You might think nobody likes a quitter, but you would be wrong.
"One of the things we want people to know is we love quitters," said Marie Costello with the Warren Chapter of the American Cancer Society. "It's our motto for the week. We want to offer people lots of help quitting."
The Cancer Society isn't just advocating quitting, it's even got a day in mind to do so, and alongside millions of other people across the country.
This Thursday, the American Cancer Society will mark the 37th Great American Smokeout.
"Tobacco use is one of the largest causes of cancer," Costello said. "It is still the single largest preventable cause of premature death in the United States."
More than 43 million adults in the U.S. smoke cigarettes and more 14 million more adults smoke cigars and pipes. That works out to nearly one in five adults smoking some form of tobacco.
According to American Lung Association figures, nearly 160,000 people die from lung cancer nationally each year.
Lung cancer is by far the leading cause of cancer deaths, killing more Americans each year than the next four common cancer death types combined. According to the American Lung Association, active smoking causes 90 percent of all lung cancer cases.
It is estimated nearly 400,000 Americans are living with lung cancer. The five-year survival rate in cases of lung cancer diagnoses is only 16.3 percent. Over half of people diagnosed with lung cancer die within one year of their diagnosis.
Smoking can cause other diseases as well, including chronic obstructive pulmonary disease, or emphysema, and more than a dozen other forms of cancer. All told, the Cancer Society estimates nearly 8.6 million people live with some disease attributable to smoking.
The overall mortality rate for diseases which can be attributed to smoking mirrors the population usage estimates. Approximately one in every five deaths in the U.S. can be attributed to smoking.
"By quitting, even for one day, smokers will be taking an important step towards living a healthier life," according to the Cancer Society's website, "one that can lead to reducing cancer risk."

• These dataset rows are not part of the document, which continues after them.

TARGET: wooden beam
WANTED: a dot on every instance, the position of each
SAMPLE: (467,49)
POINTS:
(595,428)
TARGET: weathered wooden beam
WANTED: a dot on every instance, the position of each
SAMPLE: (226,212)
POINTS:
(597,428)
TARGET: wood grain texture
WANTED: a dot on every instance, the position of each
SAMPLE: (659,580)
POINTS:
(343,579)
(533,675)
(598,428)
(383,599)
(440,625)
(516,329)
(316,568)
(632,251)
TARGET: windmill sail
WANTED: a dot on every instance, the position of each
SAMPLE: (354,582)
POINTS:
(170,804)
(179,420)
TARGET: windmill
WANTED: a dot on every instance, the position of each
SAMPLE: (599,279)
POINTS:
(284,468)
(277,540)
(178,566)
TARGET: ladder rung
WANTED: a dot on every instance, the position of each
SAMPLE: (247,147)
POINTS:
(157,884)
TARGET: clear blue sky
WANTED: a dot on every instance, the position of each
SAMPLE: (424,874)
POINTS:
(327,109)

The Cancer Society provides a wide range of resources on its website, www.cancer.org, available by clicking the "Be A Quitter" link on the Society's main page. Resources include guides to quitting, a cigarette cost calculator, numerous informational items on the benefits of quitting and links to other anti-smoking resources and programs.
The Cancer Society also maintains a toll-free hotline with live support to provide help with quitting and information on programs designed to help people kick their smoking habit at 1-800-227-2345.